Pour rattraper son retard, Québec compte accueillir 70 500 nouveaux arrivants en 2022

En fixant ses objectifs initiaux si près de la barre symbolique des 50 000 nouveaux arrivants, le gouvernement de François Legault tranche avec le début de son mandat.
Photo: Graham Hughes Archives La Presse canadienne En fixant ses objectifs initiaux si près de la barre symbolique des 50 000 nouveaux arrivants, le gouvernement de François Legault tranche avec le début de son mandat.

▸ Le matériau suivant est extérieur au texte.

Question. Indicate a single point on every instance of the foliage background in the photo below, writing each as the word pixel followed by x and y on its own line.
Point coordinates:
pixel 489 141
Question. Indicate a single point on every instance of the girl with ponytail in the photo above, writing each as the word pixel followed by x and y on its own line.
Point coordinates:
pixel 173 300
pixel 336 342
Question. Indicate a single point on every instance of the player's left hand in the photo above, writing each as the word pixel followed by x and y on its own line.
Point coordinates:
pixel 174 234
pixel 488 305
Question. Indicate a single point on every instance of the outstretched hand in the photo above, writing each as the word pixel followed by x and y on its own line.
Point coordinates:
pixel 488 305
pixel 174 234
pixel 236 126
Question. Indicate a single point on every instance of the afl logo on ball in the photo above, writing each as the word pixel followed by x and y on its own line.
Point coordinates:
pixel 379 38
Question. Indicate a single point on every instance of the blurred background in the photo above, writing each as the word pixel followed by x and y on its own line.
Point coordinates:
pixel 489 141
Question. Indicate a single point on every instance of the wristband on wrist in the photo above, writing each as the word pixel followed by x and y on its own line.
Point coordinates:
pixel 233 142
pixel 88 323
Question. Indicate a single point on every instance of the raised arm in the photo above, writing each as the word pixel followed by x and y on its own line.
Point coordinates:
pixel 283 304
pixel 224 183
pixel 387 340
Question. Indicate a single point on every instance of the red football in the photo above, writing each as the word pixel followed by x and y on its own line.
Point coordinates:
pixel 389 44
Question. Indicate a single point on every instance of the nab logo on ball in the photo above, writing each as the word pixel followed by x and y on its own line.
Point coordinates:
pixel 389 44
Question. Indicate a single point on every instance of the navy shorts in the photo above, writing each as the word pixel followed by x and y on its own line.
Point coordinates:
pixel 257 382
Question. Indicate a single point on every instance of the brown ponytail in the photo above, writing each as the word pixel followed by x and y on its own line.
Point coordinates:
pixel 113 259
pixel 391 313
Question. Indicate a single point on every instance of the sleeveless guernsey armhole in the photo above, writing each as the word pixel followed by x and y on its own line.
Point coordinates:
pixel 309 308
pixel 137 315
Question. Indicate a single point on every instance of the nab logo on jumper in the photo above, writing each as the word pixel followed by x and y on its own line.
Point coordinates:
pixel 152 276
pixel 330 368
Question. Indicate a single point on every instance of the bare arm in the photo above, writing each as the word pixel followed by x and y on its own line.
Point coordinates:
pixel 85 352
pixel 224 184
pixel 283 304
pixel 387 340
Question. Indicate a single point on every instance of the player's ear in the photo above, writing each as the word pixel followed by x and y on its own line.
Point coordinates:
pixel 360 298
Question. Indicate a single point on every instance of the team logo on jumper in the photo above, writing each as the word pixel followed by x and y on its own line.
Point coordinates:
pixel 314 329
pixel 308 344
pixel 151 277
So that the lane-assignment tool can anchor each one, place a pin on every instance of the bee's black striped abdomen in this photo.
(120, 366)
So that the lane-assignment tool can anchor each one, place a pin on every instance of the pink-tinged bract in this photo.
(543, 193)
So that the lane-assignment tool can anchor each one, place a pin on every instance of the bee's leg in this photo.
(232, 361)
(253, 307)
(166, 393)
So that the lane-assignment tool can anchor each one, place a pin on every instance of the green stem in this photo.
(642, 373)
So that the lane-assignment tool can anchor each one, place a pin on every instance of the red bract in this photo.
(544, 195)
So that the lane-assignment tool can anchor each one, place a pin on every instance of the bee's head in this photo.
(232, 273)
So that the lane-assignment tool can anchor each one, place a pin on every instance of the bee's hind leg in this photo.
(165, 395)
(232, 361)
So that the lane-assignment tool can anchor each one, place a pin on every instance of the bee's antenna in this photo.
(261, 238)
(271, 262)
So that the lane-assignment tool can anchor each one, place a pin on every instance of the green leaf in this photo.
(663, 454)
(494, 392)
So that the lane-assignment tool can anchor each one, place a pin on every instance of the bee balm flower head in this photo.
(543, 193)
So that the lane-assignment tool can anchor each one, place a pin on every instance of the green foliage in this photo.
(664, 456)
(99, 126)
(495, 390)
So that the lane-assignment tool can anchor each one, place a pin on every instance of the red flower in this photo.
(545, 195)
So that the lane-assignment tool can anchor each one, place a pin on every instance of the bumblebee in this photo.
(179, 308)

Québec ouvre les vannes de l’immigration pour rattraper les retards engendrés par la fermeture des frontières. Le gouvernement de François Legault compte accueillir aux alentours de 70 000 nouveaux arrivants en 2022, dont 65 % d’immigrants économiques.

Le ministre suppléant de l’Immigration, Jean Boulet, a déposé jeudi le plus récent Plan d’immigration du Québec — Nadine Girault se remettant d’une opération. Le document confirme les intentions du gouvernement d’accueillir entre 49 500 et 52 500 personnes pour l’année à venir, en plus de rattraper le retard accumulé en 2020.

Lors de la première année pandémique, Québec avait dû mettre de côté le traitement d’un total de 18 000 dossiers. Ils s’ajouteront à la pile pour 2022, portant le total d’arrivées potentielles à 70 500. « Les restrictions de voyage s’étant poursuivies en 2021, l’atteinte des cibles prévues dans le précédent plan a été difficile », peut-on lire dans le document.

Québec montre du doigt le gouvernement fédéral pour expliquer son incapacité à rattraper une partie du retard pandémique en 2021. Ce manque à gagner devait initialement être amputé de plus du tiers, mais « le rattrapage planifié de 7000 admissions supplémentaires […] ne sera pas atteint par le gouvernement fédéral », plaide le gouvernement Legault.

Le ministère fédéral de l’Immigration n’a pas répondu aux critiques de Québec, jeudi.

Immigration économique en priorité

Le premier ministre Legault a longtemps fait entendre ses intentions d’agrandir la part de l’immigration économique. En 2022, le plan prévoit que 65 % des nouveaux résidents québécois proviendront de cette catégorie, un pourcentage supérieur de six points de pourcentage à celui observé cette année.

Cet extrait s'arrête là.